Rubin’s essay reminded me of my favorite Elizabeth Warren quote:
There is nobody in this country who got rich on their own. Nobody. You built a factory out there – good for you. But I want to be clear. You moved your goods to market on roads the rest of us paid for. You hired workers the rest of us paid to educate. You were safe in your factory because of police forces and fire forces that the rest of us paid for. You didn’t have to worry that marauding bands would come and seize everything at your factory… Now look. You built a factory and it turned into something terrific or a great idea – God bless! Keep a hunk of it. But part of the underlying social contract is you take a hunk of that and pay forward for the next kid who comes along.”

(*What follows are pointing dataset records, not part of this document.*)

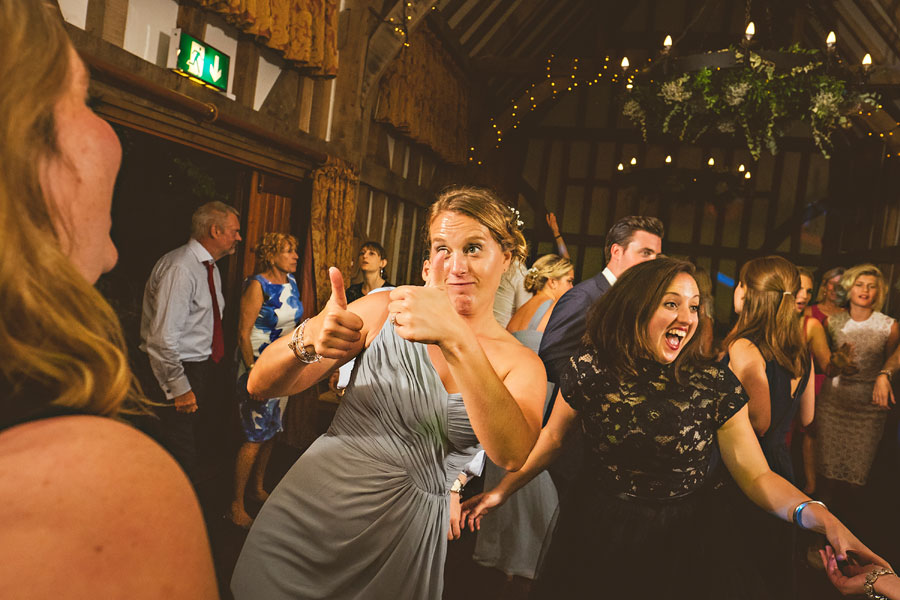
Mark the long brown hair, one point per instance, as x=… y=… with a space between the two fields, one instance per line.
x=60 y=341
x=768 y=318
x=617 y=323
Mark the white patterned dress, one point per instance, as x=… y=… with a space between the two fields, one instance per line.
x=848 y=425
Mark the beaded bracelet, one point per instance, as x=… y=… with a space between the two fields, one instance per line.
x=299 y=350
x=798 y=512
x=869 y=585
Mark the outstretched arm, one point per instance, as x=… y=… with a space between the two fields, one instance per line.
x=745 y=461
x=545 y=451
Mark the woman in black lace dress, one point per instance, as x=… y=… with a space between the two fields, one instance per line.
x=639 y=523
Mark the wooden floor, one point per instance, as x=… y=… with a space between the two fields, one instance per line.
x=873 y=516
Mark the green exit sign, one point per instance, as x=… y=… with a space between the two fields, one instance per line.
x=198 y=61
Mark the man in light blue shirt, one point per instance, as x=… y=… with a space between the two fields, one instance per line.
x=181 y=324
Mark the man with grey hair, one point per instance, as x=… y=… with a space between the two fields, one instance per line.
x=181 y=326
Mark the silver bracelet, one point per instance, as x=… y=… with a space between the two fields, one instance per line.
x=798 y=512
x=299 y=350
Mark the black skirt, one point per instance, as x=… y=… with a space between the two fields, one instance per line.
x=617 y=547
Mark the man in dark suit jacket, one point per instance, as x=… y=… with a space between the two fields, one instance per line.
x=630 y=241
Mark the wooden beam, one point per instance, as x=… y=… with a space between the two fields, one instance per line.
x=382 y=179
x=106 y=20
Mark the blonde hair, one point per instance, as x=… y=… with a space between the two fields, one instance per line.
x=485 y=207
x=269 y=246
x=769 y=316
x=848 y=279
x=547 y=267
x=62 y=342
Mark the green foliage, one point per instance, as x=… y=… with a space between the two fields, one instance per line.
x=754 y=98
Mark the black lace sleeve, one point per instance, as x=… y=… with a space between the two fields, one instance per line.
x=575 y=376
x=731 y=395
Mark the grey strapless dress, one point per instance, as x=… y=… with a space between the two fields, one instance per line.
x=364 y=512
x=512 y=535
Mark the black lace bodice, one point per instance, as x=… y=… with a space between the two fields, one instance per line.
x=649 y=436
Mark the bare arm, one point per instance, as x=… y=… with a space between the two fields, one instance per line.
x=745 y=461
x=807 y=409
x=251 y=303
x=883 y=393
x=336 y=333
x=545 y=451
x=505 y=414
x=748 y=365
x=557 y=236
x=101 y=511
x=818 y=344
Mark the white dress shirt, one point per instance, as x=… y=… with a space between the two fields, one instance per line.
x=177 y=318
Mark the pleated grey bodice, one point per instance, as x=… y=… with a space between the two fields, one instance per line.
x=397 y=411
x=364 y=512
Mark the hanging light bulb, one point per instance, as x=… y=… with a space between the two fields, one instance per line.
x=750 y=31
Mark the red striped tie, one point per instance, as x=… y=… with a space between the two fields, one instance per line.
x=218 y=347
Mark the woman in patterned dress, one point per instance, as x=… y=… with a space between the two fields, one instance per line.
x=848 y=423
x=639 y=522
x=270 y=308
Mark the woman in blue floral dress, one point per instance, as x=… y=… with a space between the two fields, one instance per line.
x=270 y=308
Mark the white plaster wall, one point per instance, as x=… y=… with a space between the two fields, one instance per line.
x=74 y=11
x=146 y=20
x=223 y=41
x=266 y=75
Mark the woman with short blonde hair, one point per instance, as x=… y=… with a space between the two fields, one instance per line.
x=848 y=424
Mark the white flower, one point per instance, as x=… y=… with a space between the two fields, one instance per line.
x=736 y=93
x=674 y=91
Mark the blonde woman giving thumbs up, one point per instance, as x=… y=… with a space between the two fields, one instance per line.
x=364 y=512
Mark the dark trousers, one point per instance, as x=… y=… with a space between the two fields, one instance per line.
x=182 y=434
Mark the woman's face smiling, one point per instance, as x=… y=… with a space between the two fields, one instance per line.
x=466 y=259
x=805 y=292
x=675 y=320
x=864 y=292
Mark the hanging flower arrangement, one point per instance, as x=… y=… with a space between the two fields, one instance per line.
x=750 y=95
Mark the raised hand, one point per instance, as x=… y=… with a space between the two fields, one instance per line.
x=335 y=331
x=424 y=314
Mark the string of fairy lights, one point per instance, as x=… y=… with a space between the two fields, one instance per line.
x=553 y=83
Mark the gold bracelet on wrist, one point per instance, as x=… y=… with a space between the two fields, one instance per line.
x=869 y=585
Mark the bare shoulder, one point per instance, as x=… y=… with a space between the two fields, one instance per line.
x=743 y=353
x=95 y=508
x=515 y=356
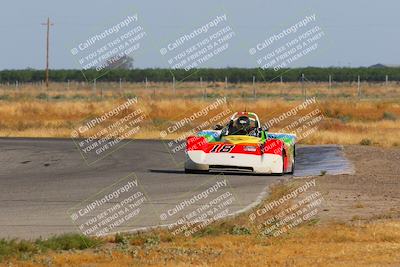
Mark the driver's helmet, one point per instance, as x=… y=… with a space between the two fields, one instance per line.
x=243 y=124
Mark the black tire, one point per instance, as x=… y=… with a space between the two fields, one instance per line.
x=190 y=171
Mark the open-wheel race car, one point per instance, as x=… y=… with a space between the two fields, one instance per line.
x=243 y=145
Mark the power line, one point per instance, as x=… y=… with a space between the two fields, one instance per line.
x=48 y=24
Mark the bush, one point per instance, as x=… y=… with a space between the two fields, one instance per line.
x=42 y=96
x=240 y=230
x=389 y=116
x=68 y=242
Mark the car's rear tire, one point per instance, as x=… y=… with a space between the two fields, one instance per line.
x=283 y=163
x=190 y=171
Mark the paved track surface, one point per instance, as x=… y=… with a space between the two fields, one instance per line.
x=42 y=179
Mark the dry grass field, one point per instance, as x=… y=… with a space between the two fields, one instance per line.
x=372 y=119
x=358 y=224
x=236 y=242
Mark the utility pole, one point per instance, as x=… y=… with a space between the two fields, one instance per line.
x=48 y=24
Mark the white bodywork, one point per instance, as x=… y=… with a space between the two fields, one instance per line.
x=266 y=163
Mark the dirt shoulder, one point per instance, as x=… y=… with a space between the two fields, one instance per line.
x=373 y=192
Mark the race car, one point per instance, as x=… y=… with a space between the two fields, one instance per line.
x=243 y=145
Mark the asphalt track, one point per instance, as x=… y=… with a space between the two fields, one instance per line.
x=41 y=180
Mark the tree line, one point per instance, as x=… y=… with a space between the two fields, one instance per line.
x=233 y=75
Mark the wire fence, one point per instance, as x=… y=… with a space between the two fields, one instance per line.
x=208 y=89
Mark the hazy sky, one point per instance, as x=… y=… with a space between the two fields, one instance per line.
x=356 y=33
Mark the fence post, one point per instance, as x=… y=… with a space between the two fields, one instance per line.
x=303 y=87
x=330 y=81
x=173 y=83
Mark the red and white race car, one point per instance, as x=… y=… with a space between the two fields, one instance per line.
x=241 y=146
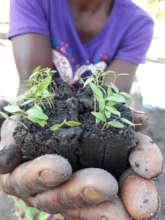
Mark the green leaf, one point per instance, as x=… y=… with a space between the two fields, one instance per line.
x=114 y=87
x=88 y=81
x=116 y=124
x=3 y=115
x=126 y=95
x=126 y=121
x=108 y=114
x=36 y=112
x=109 y=91
x=56 y=127
x=116 y=98
x=108 y=73
x=113 y=110
x=97 y=92
x=99 y=116
x=13 y=109
x=72 y=123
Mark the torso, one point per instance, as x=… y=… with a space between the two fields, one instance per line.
x=89 y=24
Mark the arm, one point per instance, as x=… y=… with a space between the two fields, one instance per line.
x=124 y=83
x=30 y=50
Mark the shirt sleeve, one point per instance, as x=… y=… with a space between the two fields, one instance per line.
x=27 y=16
x=136 y=42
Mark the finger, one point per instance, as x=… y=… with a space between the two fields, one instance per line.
x=10 y=154
x=3 y=103
x=39 y=175
x=139 y=196
x=146 y=159
x=140 y=120
x=113 y=210
x=87 y=187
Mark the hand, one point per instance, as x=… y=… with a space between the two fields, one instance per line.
x=90 y=194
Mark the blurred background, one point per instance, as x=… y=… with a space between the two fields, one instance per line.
x=148 y=89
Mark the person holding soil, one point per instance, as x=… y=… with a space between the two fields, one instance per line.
x=70 y=35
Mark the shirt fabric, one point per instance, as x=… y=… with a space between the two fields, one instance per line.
x=126 y=35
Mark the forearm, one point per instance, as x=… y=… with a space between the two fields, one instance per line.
x=30 y=50
x=124 y=82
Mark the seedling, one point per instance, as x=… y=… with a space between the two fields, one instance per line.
x=106 y=99
x=41 y=94
x=56 y=127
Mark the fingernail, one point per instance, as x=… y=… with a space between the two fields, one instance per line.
x=91 y=195
x=47 y=178
x=104 y=218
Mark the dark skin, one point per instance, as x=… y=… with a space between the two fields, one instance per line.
x=31 y=50
x=82 y=189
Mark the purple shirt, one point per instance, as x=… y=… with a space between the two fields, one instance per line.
x=126 y=35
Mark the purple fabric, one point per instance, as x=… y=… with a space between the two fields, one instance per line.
x=126 y=35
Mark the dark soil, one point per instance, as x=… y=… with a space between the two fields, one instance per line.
x=85 y=146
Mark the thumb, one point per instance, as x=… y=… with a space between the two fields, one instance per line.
x=10 y=154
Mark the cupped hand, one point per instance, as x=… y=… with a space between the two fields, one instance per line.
x=48 y=184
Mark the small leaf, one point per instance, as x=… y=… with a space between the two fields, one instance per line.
x=113 y=110
x=88 y=81
x=99 y=116
x=114 y=87
x=126 y=121
x=56 y=127
x=3 y=115
x=116 y=98
x=36 y=112
x=126 y=95
x=72 y=123
x=13 y=109
x=108 y=73
x=97 y=92
x=108 y=114
x=116 y=124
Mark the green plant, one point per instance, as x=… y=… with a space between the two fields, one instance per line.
x=40 y=94
x=56 y=127
x=106 y=99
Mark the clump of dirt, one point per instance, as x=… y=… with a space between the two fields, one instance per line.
x=85 y=146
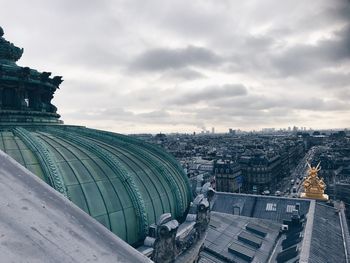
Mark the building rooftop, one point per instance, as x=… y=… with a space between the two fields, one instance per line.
x=317 y=232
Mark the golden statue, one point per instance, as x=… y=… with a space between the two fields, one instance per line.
x=314 y=186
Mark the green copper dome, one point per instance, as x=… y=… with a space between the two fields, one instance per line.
x=124 y=183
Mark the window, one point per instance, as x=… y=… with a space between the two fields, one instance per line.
x=271 y=207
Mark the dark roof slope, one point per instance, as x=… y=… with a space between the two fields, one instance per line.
x=266 y=207
x=327 y=240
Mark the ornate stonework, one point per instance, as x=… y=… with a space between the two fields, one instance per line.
x=314 y=186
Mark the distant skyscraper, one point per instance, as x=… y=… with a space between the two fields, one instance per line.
x=231 y=131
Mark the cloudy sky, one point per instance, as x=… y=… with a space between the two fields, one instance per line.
x=166 y=66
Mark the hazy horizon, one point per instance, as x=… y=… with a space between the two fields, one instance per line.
x=179 y=66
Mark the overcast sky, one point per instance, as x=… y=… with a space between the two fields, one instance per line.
x=167 y=66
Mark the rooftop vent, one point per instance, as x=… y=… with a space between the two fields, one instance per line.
x=242 y=251
x=256 y=229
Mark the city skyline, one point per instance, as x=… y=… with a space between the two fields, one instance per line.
x=166 y=66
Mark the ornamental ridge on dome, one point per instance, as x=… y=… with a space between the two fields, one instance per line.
x=9 y=51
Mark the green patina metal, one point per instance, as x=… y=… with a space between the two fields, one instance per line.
x=115 y=139
x=41 y=152
x=105 y=135
x=120 y=170
x=124 y=183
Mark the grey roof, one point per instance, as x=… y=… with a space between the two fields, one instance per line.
x=256 y=206
x=322 y=238
x=37 y=224
x=327 y=242
x=224 y=234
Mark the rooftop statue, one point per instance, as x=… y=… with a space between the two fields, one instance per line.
x=25 y=93
x=9 y=51
x=314 y=186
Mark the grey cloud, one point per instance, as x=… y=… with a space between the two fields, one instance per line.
x=301 y=59
x=182 y=74
x=160 y=59
x=210 y=93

Are there people whose drive and intellect allow them to achieve more than their neighbors? Of course. But individual achievement is either limited or facilitated by the legal and economic systems within which that individual expends his or her effort. And–as Rubin’s essay also reminds us–financial status doesn’t necessarily reflect wisdom or virtue or the possession of other admirable qualities.
Some people are admirable. Some are not. One’s finances, however, are rarely an accurate indicator.